Even later werd ze weer wakker en zag dat Draco ent binnen was gekomen. Even dacht ze dat het net een droom was geweest maar toen ze zag dat hij nog zijn gewone kleding aan had wist ze dat het niet zo was.
"Goedemorgen" zei Draco alsof er niets was gebeurd en Madison kek hem slaperig aan.
"Waarvoor?" vroeg ze en Draco keek haar verbaast maar ook best geschrokken aan.
"Hoe bedoel je?" vroeg hij.
"Waarvoor heb je met Park gezoend?" vroeg ze.
"En hebben jullie überhaupt meer gedaan?" voegde ze er aan toe en nu zuchtte Draco en keek sip naar beneden want hij was in de tussentijd naar Madison toe gelopen en op het bed gaan zitten.
"Hoe weet je dat?" vroeg hij maar durfde haar niet aan te kijken.
"Weet je hoe ik dat weet, ik werd wakker en hoorde je op de gang en ik ben je toen gevolgd en dat is maar goed ook" zei Madison op normale toon en wreef het slaap uit haar ogen.
"Madison hoe lang heb je daar gestaan?" vroeg Draco alsof hij het helemaal niet erg vond.
"Dat je dat nog kan vragen ik heb er lang genoeg gestaan!" zei Madison weer wat harder. Het was al erg dat hij haar had bedrogen laat staan dat hij het helemaal niet erg vond dat zij het had gezien. Madison kon er niet meer tegen, ze wilde zijn gezicht niet meer zien, ze wilde met iets gooien, haar kussen die lag binnen handbereik. Ze pakte die en gooide die in Draco's gezicht, ze stond op en gooide met een glas die op het bureau stond ze kon er niet meer tegen. De woede die ze eerder die dag al had gevoeld kwam weer terug en Draco stond op en probeerde naar Madison toe te lopen.

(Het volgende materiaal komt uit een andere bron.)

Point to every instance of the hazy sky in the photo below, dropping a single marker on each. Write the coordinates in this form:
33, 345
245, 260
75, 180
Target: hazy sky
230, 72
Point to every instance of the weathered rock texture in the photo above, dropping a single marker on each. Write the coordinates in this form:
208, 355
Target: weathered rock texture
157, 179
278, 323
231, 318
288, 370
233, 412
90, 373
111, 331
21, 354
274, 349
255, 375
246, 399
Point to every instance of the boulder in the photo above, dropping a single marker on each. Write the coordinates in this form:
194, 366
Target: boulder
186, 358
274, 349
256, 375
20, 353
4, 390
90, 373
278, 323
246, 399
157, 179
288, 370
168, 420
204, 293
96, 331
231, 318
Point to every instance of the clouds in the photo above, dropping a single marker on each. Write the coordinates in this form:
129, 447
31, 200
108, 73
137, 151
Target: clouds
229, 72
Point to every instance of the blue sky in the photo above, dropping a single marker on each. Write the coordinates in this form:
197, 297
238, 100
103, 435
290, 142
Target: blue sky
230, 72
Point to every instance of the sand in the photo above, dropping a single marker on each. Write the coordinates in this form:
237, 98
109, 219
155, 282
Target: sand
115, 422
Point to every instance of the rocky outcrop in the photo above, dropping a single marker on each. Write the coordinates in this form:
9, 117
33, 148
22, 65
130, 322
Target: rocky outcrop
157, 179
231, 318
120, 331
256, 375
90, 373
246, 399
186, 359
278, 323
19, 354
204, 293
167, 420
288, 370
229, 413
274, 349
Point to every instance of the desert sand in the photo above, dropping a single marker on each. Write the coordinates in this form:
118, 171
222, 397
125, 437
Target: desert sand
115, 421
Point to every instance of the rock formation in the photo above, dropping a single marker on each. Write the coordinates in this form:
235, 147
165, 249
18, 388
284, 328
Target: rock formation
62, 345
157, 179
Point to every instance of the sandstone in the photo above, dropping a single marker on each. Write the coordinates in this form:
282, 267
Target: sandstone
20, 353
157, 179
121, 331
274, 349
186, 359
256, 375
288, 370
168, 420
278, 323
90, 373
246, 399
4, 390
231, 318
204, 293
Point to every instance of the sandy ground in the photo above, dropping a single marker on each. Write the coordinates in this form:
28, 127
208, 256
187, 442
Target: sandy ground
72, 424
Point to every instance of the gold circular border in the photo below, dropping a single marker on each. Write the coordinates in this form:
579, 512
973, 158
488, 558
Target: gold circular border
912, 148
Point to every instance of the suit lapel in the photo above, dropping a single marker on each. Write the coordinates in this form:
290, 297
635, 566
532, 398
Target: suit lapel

"Blijf weg!" schreeuwde ze en Draco keek Madison nu met die bekende lieve blik aan. Niet de arrogante en bedrijgende blik van hem die hij altijd tegen andere gebruikte, maar de blik die haar hart deed doen smelten, zijn ander kant. Toch was woede de overheerser en barstte ze in tranen uit. Ze begon nu te huilen en hield haar handen voor haar ogen.
"Madison het is waar ik heb haar gezoend maar…" begon Draco maar Madison onderbrak hem.
"Peper het er nog in!" schreeuwde ze en stormde op de kast af. Niet boos maar erg relaxt al was het in haar lichaam nog niet helemaal afgekoeld. Ze pakt al Draco's kleren en liep naar de gang, ze deed de deur open en gooide alles op de rond. Ze zag Draco in haar ooghoeken met open mond toe kijken en vergat helemaal wat hij wilde zeggen. Nu pakte Madison zijn andere bezittingen en zette dat ook op de gang.
"Dit is nu mijn kamer en ik wil niet dat je er nu bent" zei ze maar hoorde dat haar stem erg zacht en trillerig was.
"Maar Madison laat me het uit leggen" probeerde Draco.
"Wat gebeurt er hier?" vroeg Hermelien die opeens in de deuropening stond en naar alle spullen keek die op de grond lagen.
"Ik wil Draco weg hebben maar hij wilt niet gaan" zei Madison en nu keek Draco Madison met een had-dat-nou-niet-gezegt blik aan en liep weg.
"Ik geef je niet op" zei Draco en liep nu weg en pakte al zijn spullen op. Hermelien deed de deur dicht en Madison liet zich op het bed vallen. Nu moest ze het hele verhaal voor de derde keer die dag mee maken. Ze deed haar ogen dicht en viel vrijwel direct in slaap onder het gevraag van Hermelien wat er was gebeurd.